Winter thoughts: our soldiers at the border live (and sometimes die) in extreme discomfort so we can enjoy our parties, crib about the government, do our own thing.
          Winter memories: carts loaded with juicy crimson carrots, fresh peas, cauliflowers the size of my head, so much home-grown spinach that neighbours who grew it in their yards gifted away big bunches to passers-by. Mounds of tomatoes. Cracked heels, cracked lips, steaming adrak-ki-chai, women clerks in offices speedily knitting something instead of putting fingers to keyboard. Fog.
Goan winter: one neighbour politely wishes me good morning through chattering teeth, head covered by an acrylic-wool shawl, upper limbs enveloped in two layers of husband’s long-sleeved shirts, brand new canvas shoes, ‘socked’ (accurate Goan term) feet. Fingers tucked into folded elbow.
“Bai,” she says, “Cold, no?”
          I nod, whilst I untangle a kink out of a stiff plastic pipe.
The poder comes along, ‘monkey-cap’ on head.
Neighbour reflects a second “Cold, no?” towards me.
          I stupidly decide to educate her about the temperatures in the Himalayas, Kashmir, the North-East, even neighbouring Belgaum.        
Blank stare.
          I tell her about snow. She has her aha moment. Her cousin from Canada had come via New York once, bought her a transparent globe with a ‘Statue of Liberty’ inside it, floating in clear fluid. When shaken, a white substance floated to the statue’s head, and slowly floated to its feet. “Snow,” proclaims this true-blue Goan. “I have it in my show-case.”
          I tell her about the extreme conditions our soldiers live in, in Siachen.
She tells me her arthritis improves with a ‘khare udak’  dip in the Baga waters in late February. “Our ‘bhangrachey’ soil and the cold-cold waters of the sea at this time of the year make miracles, haan.”
          I don’t give up: “The Himalaya is so cold that the soft snow on the ground hardens into ice.”
I know, her eyes tell me; she says: “Ice?
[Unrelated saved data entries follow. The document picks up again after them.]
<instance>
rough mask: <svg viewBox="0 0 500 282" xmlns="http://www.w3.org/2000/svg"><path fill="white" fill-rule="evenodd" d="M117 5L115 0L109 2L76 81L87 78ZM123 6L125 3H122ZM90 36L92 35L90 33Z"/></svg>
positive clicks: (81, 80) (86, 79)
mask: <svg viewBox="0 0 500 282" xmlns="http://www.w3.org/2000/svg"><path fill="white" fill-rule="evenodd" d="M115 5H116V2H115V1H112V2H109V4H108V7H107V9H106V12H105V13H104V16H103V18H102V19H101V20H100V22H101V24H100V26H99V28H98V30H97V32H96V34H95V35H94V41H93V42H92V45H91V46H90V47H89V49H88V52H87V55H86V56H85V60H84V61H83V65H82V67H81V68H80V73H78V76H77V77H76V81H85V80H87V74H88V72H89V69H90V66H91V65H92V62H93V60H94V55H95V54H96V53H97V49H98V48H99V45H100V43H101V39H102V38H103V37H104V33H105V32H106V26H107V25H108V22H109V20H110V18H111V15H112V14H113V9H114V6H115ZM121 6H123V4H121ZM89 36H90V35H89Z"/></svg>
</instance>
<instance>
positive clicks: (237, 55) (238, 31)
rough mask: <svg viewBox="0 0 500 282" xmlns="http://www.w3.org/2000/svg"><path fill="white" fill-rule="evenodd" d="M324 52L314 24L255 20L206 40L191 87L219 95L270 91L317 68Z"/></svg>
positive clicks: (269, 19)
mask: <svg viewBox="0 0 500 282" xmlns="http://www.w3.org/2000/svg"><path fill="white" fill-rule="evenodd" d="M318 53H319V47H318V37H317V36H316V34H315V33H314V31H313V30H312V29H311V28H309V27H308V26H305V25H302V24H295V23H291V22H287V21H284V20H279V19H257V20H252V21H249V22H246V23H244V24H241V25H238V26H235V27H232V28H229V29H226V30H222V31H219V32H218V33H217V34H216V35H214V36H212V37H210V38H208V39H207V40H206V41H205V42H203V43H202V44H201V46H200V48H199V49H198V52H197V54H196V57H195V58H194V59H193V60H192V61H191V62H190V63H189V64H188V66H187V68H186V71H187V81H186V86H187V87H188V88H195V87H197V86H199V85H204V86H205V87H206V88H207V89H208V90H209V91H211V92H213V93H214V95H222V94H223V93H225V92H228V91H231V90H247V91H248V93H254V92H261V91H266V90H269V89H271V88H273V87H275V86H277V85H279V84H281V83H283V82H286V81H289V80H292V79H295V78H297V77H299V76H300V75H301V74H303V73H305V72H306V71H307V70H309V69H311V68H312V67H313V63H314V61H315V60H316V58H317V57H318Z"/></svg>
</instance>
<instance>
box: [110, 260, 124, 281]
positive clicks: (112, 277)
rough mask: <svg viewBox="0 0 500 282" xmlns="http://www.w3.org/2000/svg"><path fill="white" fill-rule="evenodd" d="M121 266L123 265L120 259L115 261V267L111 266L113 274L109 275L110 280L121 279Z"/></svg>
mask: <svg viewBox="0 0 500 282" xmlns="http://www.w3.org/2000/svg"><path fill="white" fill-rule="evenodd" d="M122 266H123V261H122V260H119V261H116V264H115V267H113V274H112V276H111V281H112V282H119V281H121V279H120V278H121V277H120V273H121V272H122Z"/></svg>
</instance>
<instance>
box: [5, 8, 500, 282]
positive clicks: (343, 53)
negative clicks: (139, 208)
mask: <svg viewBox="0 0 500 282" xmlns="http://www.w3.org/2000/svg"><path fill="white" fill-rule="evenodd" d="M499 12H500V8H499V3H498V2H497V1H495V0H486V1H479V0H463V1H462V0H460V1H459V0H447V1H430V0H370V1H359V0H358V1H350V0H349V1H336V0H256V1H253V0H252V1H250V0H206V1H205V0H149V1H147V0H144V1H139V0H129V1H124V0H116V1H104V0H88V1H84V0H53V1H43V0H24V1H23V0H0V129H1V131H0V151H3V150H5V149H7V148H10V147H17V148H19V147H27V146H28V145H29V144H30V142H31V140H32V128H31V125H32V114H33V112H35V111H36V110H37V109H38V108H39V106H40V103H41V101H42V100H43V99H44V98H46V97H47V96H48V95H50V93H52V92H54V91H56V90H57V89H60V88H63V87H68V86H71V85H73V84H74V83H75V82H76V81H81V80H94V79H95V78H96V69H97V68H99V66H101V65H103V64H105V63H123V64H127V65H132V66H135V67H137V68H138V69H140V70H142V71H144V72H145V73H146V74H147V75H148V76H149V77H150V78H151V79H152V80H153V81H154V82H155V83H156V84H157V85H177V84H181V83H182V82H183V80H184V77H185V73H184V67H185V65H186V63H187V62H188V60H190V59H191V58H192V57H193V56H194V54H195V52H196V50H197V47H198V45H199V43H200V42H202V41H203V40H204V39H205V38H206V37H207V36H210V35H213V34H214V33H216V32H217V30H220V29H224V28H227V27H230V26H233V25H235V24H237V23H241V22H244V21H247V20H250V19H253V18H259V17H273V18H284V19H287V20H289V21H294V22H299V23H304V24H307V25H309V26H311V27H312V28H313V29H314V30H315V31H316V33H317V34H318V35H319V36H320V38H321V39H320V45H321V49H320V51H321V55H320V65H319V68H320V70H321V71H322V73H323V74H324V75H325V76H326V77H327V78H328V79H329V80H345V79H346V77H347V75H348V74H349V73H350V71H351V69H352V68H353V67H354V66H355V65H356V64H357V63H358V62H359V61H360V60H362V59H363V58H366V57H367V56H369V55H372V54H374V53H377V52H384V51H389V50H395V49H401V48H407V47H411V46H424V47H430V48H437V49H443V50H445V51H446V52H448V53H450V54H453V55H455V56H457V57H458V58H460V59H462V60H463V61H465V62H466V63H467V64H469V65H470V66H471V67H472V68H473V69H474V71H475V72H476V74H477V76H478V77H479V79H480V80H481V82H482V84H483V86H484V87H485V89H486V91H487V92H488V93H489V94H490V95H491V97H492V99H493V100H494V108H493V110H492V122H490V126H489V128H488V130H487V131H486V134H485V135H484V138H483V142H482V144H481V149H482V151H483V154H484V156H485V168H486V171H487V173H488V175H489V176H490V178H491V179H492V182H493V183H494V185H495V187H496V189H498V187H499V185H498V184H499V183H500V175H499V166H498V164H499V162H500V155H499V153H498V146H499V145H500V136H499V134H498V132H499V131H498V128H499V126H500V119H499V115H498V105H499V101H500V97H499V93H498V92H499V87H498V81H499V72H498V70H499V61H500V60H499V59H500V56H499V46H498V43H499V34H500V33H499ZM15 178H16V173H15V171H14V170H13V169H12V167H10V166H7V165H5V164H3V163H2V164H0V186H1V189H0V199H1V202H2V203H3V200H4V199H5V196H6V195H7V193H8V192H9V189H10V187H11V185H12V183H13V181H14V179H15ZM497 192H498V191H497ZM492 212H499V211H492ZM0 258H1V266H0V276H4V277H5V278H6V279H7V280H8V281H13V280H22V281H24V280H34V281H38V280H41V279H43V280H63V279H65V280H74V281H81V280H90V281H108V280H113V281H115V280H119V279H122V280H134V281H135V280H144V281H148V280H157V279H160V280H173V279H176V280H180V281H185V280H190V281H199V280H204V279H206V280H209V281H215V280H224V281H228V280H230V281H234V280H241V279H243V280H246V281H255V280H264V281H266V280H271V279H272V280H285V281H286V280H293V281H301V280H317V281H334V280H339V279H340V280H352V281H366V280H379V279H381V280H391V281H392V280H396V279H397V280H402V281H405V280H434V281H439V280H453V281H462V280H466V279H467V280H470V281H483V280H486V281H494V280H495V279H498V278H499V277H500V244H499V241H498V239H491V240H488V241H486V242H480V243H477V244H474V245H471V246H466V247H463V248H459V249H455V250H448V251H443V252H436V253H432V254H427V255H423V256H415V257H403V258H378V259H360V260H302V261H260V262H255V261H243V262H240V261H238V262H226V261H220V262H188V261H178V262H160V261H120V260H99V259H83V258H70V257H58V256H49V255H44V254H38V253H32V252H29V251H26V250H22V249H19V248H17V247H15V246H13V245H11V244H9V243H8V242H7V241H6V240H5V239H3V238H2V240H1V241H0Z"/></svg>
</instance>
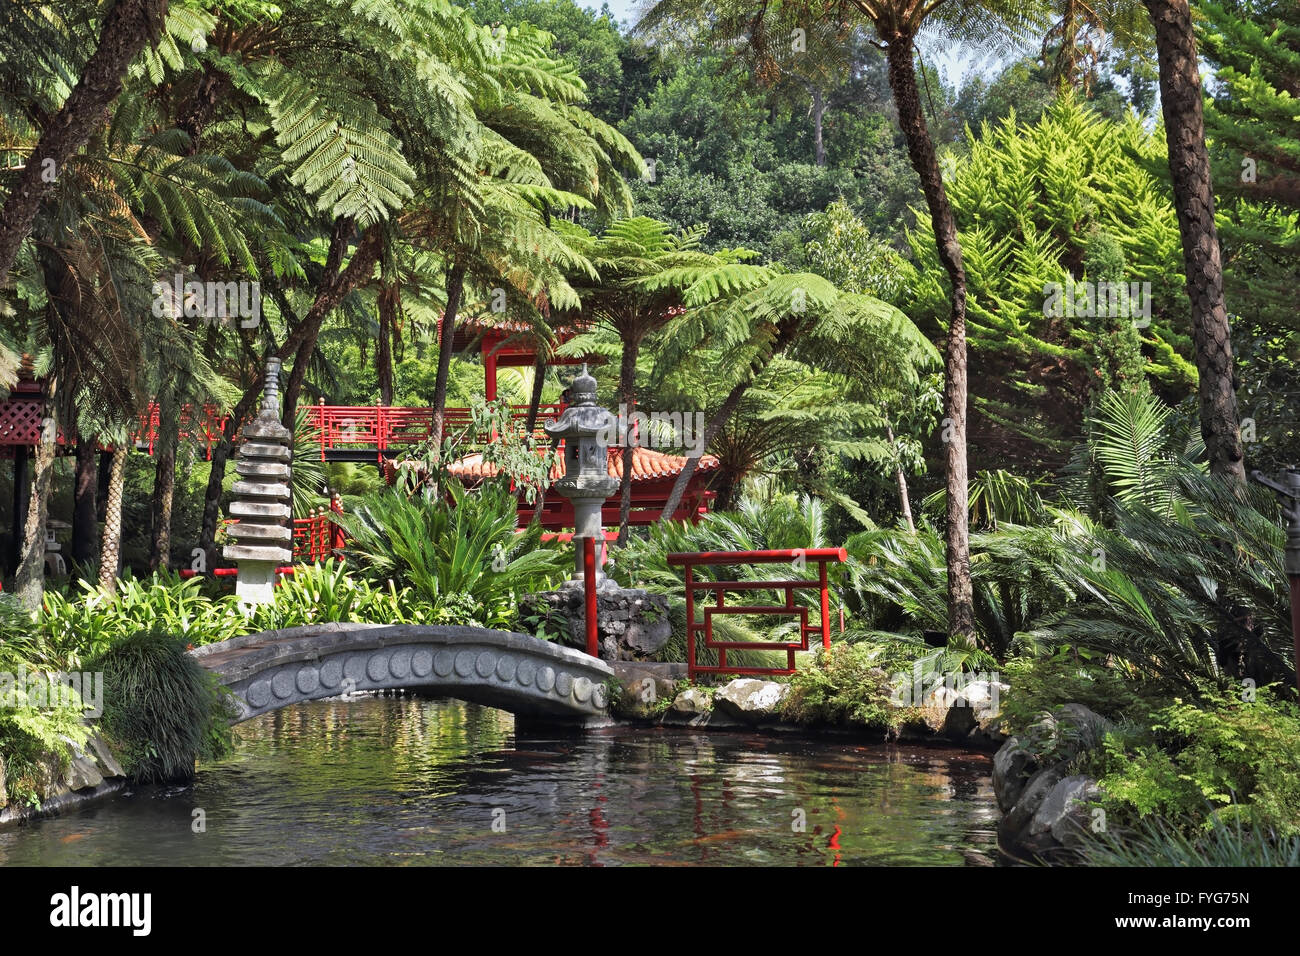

Lots in my freezer. We don’t use it because of sore-throat-problem.” Then adds: “But you won’t fall sick, this early morning oxygen is good for health.” Her yoga teacher said so.
I try again: “There are places colder than Goa.” (What is wrong with me?) She quickly gets and triumphantly waves a newspaper at me. A headline says something about ‘coldest night’ hereabouts. I shut up.
          I recall bygone debates about non-use of geysers in bathrooms and wearing (artificial) leather jackets on motorcycles so that you didn’t get the sniffles, joint pain, headaches, fever, the runs, etc. Another trick: Hot milk with sugar and haldi consumed first thing in the morning, last thing at night. I guess the nausea it gives rise to makes you forget all discomfort below 3 degrees Celsius.
          I shut the windows at bed-time and wrap myself at bedtime. I remember I own a pair of woollen, ankle-length and leather-soled ‘Santa-shoes’, with white bobs at the ends of the laces. I wear them. My south-west-coast blood is warm. Any temperature in the teens reminds me ‘it’s winter’.
          Whichever part of the world you belong to: the cold northern hemisphere or the sunny southern one, Happy 2015 everybody. Belated doesn’t matter, does it?